Unabhängig von dem nun vorliegenden Vergleich steht fest, dass die Stadt Dortmund weitere Maßnahmen in den nächsten Jahren ergreifen wird, zum Beispiel den Bau der „Nordspange“ auf dem ehemaligen Gelände der Westfalenhütte und die Verlängerung der Stadtbahn auf eben diesem Gelände. Zusätzliche und flankierende Ideen, die die Luft verbessern, sind denkbar und können hinzukommen.

Gemeinsame Forderung: Automobilindustrie muss Verantwortung gerecht werden

Die Stadt legt Wert darauf, dass aus ihrer Sicht die Nichteinhaltung von Zusagen durch die Autoindustrie der Grund ist, warum sich die Stadtverwaltung und die Stadtspitze zu diesen Maßnahmen gezwungen sehen. Die Automobilindustrie muss endlich ihrer Pflicht und Verantwortung gerecht werden und so schnell wie möglich die Emissionen der Fahrzeuge reduzieren, insbesondere auch durch Hardware-Nachrüstungen. Auch in diesem Punkt war sich die Stadt Dortmund mit allen Beteiligten im Saal des Oberverwaltungsgerichts einig.

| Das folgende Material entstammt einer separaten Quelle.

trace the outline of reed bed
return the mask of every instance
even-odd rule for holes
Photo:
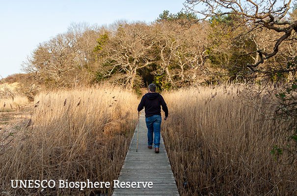
[[[28,104],[28,98],[24,96],[11,96],[10,98],[0,98],[0,112],[18,110]]]
[[[12,189],[10,180],[112,182],[116,179],[137,123],[137,112],[133,112],[138,103],[136,96],[120,87],[105,85],[42,93],[34,101],[26,127],[13,143],[0,148],[0,193],[110,195],[112,188]]]
[[[162,134],[181,196],[297,195],[296,161],[280,164],[270,154],[286,141],[287,125],[271,120],[265,98],[243,101],[243,90],[222,86],[163,94],[169,115]]]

Der vollständige Maßnahmenkatalog ist zunächst nur auf der Homepage des Oberverwaltungsgerichts Münster abrufbar und in Kürze auch auf der Homepage der Stadt Dortmund.

Nur wenn die Messwerte der Stickstoffdioxidbelastungen unter den Grenzwert sinken und als hilfsweises Bewertungskriterium sich die erforderliche Reduktion des Autoverkehrs einstellt, kann der Vergleichsvertrag, zu dem sich die Deutsche Umwelthilfe e.V. bewegen ließ, eingehalten werden.
Die Stadt Dortmund bittet daher die Verkehrsteilnehmenden, die mit einem Auto in die Stadt fahren, einerseits um Verständnis für die Veränderungen. Andererseits bittet sie um Mithilfe, damit das Ziel von weniger Autoverkehr erreicht werden kann. Besonders hilfreich ist es, wenn die Autofahrenden auf Alternativen wie die Stadtbahn, den Bus oder das Fahrrad umsteigen.

Dieser Beitrag befasst sich mit Verwaltungsangelegenheiten der Stadt Dortmund. Dieser Hinweis erfolgt vor dem Hintergrund aktueller Rechtsprechung.